Local authorities can currently charge owners 200 per cent on homes lefts for up to two years, 300 per cent for five-plus years and 400 per cent for ten years or more.
The Chronicle can reveal strides have been made to reduce homes left for up to two years - from 248 last year to 204 currently - but vacant properties left for the longer two periods have increased.
A total of 58 have stood empty for five years or more and 41 for a decade - a rise of nine on last year’s statistics.
Set to be discussed by cabinet members on Wednesday, a report - compiled by council finance director Neil Copley - anticipates tax collection could prove more difficult due to the ongoing cost-of-living crisis.

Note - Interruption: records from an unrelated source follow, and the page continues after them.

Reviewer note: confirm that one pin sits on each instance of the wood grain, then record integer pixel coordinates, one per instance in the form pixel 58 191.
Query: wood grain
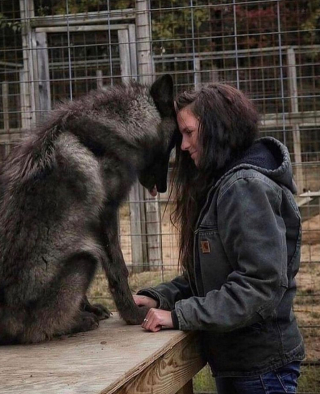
pixel 108 359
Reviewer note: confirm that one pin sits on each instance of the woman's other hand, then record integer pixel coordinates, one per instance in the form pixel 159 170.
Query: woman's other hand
pixel 145 301
pixel 157 319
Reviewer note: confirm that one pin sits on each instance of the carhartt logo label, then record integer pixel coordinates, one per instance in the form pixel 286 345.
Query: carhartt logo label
pixel 205 246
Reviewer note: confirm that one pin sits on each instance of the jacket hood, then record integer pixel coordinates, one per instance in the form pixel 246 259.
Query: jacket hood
pixel 270 157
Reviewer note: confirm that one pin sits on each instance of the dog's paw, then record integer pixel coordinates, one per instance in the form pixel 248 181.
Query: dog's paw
pixel 100 311
pixel 86 321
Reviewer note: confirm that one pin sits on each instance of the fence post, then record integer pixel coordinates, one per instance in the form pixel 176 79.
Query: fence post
pixel 27 13
pixel 293 94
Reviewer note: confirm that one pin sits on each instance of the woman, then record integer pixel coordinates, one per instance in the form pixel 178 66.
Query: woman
pixel 240 238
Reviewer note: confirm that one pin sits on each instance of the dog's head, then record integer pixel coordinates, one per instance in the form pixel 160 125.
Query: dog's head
pixel 154 176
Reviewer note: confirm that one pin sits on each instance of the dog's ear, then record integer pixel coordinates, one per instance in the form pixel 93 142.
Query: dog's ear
pixel 162 93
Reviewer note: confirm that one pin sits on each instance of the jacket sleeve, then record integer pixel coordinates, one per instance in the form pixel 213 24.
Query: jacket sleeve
pixel 167 294
pixel 253 236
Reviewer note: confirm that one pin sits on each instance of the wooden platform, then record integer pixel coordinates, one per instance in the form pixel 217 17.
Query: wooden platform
pixel 115 358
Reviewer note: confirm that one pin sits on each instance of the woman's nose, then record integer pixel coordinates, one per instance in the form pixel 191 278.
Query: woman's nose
pixel 184 144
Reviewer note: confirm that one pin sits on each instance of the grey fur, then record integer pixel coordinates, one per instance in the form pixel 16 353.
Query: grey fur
pixel 60 191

It said: “The overall number of empty properties has reduced in the last 12 months.
“The council’s empty homes team will continue the focus on supporting landlords to bring long-term empty properties back into use.
“It is anticipated that the cost-of-living crisis will impact council tax income collection rates.
“The council will continue to monitor the situation but slower than anticipated collections could impact the council tax base in 2023/24.”
The base - set to be agreed on Wednesday - relates to more than 66,000 households, calculates the council’s projected collections for the next financial year.
Although details of a tax rise for residents is yet to be announced, council leader Sir Steve Houghton warned last month that it will ‘inevitably’ happen.
Last year, it was hiked by 3.5 per cent - which was made up of a two per cent rise to pay for adult social care services, and a 1.5 per cent rise for council services such as road maintenance, bin collections, recycling and libraries.
Annually, council tax on a Band D property went from £1,586.04 to £1,641.55.
Each per cent increase in Band D council tax generates additional income of approximately £1.056m, per annum, recurrently.
Sir Steve added: “Over the last few years, top-tier authorities have had to increase their council taxes in order to pay for social care.
“It’s not something we want to do because my view was, and still is, that it should come from the centre.
“But nonetheless that’s happened and it’s going to happen again next year with the government putting another two per cent on people’s bills which we will inevitably have to do in Barnsley in order to make sure our older people are getting the service they need.
“Tax payers are always looking for value for money and we can certainly say that money in Barnsley has been spent appropriately.”